Weiter hat der Bundesrat am 14. Oktober dieses Jahres über die Umsetzung des Sonderprogramms 2021-2023 informiert, unter anderem über Folgendes: Der Bund leiste, hiess es, finanzielle Beihilfe für energetische Sanierungen von gemeinnützigen Wohnbauten. In der Summe sind es insgesamt drei konkrete und namhafte Programme zur Förderung des gemeinnützigen Wohnungsbaus.

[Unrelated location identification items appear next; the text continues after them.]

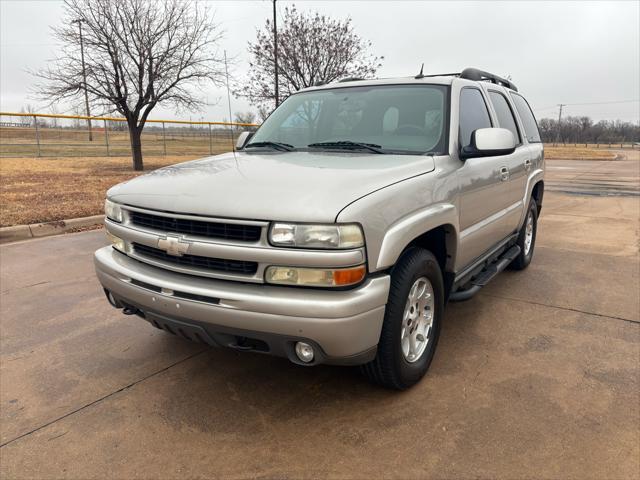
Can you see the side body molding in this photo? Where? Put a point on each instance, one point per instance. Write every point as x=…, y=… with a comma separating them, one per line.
x=401, y=233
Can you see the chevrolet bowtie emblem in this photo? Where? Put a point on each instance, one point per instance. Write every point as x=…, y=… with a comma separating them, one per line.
x=173, y=246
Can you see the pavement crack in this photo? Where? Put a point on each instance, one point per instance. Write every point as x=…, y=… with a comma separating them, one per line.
x=79, y=409
x=569, y=309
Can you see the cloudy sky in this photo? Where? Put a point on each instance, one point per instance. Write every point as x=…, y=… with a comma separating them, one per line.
x=585, y=54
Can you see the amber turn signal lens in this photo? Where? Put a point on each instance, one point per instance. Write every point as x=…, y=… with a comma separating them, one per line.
x=315, y=277
x=348, y=276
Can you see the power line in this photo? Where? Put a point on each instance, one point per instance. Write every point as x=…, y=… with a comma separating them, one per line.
x=602, y=103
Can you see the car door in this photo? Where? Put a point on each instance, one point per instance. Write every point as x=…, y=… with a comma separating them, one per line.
x=484, y=187
x=518, y=163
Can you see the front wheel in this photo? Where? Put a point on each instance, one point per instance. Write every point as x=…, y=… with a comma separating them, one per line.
x=527, y=238
x=412, y=322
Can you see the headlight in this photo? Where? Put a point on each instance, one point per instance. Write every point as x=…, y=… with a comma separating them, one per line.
x=112, y=211
x=315, y=277
x=117, y=242
x=316, y=236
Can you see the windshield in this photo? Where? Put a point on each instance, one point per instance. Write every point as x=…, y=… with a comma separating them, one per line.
x=395, y=118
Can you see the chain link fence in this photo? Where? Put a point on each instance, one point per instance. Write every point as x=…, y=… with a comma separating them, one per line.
x=51, y=135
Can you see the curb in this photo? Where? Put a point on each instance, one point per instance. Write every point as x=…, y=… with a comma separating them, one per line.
x=46, y=229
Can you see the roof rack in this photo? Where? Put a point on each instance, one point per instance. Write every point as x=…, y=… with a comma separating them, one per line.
x=480, y=75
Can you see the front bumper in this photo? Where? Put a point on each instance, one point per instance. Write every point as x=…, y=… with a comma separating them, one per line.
x=344, y=325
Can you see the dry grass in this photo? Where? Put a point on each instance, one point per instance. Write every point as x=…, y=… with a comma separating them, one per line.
x=44, y=189
x=571, y=152
x=21, y=142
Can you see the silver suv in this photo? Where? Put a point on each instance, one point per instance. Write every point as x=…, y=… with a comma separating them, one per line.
x=338, y=231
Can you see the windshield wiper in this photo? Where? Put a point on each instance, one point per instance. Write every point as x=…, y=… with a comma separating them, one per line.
x=348, y=144
x=277, y=145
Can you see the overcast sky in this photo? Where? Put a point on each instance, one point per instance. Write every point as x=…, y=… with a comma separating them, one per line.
x=556, y=52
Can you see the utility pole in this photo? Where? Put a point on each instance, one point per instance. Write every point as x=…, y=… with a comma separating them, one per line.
x=84, y=78
x=559, y=121
x=275, y=52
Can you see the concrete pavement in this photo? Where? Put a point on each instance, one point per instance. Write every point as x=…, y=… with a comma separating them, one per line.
x=536, y=376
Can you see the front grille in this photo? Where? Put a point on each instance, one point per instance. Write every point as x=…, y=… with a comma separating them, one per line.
x=217, y=264
x=226, y=231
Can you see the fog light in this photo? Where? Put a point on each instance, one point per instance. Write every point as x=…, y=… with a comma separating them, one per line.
x=304, y=352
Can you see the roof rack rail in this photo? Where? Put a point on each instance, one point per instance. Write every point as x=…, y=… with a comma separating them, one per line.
x=350, y=79
x=480, y=75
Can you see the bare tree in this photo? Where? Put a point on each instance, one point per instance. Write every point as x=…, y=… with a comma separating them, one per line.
x=245, y=117
x=138, y=54
x=312, y=49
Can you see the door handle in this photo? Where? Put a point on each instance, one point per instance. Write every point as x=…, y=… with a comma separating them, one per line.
x=504, y=174
x=527, y=164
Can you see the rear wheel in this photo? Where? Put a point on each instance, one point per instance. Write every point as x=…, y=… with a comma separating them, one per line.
x=412, y=322
x=527, y=238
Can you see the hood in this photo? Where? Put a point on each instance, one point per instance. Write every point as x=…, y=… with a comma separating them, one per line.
x=288, y=186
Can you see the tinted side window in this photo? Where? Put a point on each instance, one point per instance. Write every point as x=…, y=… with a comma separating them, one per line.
x=504, y=113
x=473, y=114
x=528, y=120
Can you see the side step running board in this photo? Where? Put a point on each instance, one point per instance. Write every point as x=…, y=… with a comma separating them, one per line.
x=486, y=275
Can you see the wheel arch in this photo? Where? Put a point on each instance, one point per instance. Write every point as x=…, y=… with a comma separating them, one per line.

Der Bundesrat und die Mehrheit der Kommission referenzieren in ihren Voten immer wieder auf Artikel 108 der Bundesverfassung. Dieser Artikel statuiert jedoch nicht nur die Förderung des gemeinnützigen Wohnungsbaus. Gleichwertig und gleichberechtigt sind auch die Förderung des Erwerbs von Wohneigentum festgeschrieben, das dem Eigenbedarf Privater dient. Förderungen in diesem Bereich sind aber bis heute toter Buchstabe geblieben. Im Gegenteil, Erwerbende von selbstgenutztem Wohneigentum werden alljährlich dank der immer noch nicht abgeschafften Eigenmietwertbesteuerung mit einer regelmässig wirkenden Strafsteuer belegt. Einseitige Förderungen sind stossend und diskriminierend. Für Wohneigentum, das dem Eigenbedarf Privater dient, sind gleichwertige Entlastungs- beziehungsweise Fördermassnahmen vorzusehen, und zwar sowohl beim Ersterwerb als auch zur Förderung von energetischen Sanierungen.
Die SVP-Fraktion lehnt daher diese Eventualverpflichtungen für die Wohnraumförderung für die Jahre 2021 bis 2027 ab und empfiehlt Ihnen, nicht auf dieses Geschäft einzutreten.